Jamal Khashoggi, of Al Watan and Arab News in Saudi Arabia, spoke with Muhammad Ali al-Shehri in Khamis Mushait, who said his sons Wail and Waleed had been missing for months. He denied reports that Wail had an aeronautics degree, as some news reports said, "My son Wail was 25 years old and had a BA in physical education from the Abha Teacher’s College. He was mentally ill and had gone to numerous clerics for assistance in overcoming this instability. He had asked the school, where he taught, for a 6-month leave to go to Madinah." His father also told reporters that he dreaded having to believe that his sons were involved in the September 11 attacks, saying, "If that turns out to be the truth, then I'll never, never accept it from them. I'll never forgive them for that." Family members said that Wail and Waleed became very religious in the months before they disappeared, had expressed interest in going to Chechnya, and hoped for martyrdom. In a report entitled "A Saudi Apology" for Dateline NBC aired on August 25, 2002, John Hockenberry traveled to Asir, where he interviewed another al-Shehri brother, Salah, who agreed that Wail and Waleed were deceased. Salah described them as not very religious, and suggested they had been brainwashed.

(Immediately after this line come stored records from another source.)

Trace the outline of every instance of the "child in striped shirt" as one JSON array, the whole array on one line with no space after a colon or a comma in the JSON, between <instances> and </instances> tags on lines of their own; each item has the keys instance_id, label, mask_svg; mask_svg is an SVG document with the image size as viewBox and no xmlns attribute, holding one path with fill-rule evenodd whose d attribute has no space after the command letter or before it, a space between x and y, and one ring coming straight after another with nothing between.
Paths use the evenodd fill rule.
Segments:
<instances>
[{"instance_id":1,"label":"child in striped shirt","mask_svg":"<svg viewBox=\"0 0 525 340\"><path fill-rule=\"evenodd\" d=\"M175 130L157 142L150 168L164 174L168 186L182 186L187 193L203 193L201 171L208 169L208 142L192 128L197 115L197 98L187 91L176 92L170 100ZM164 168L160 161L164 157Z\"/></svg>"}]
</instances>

Saudi officials later stated that the names of the hijackers were in fact correct, and that 15 of the 19 hijackers were Saudi. In response to 9/11 conspiracy theories surrounding its original news story suggesting hijackers were still alive, the BBC stated in 2006 that later reports on the hijackers superseded the original story. The BBC also explained that confusion arose with the Arabic names that were common.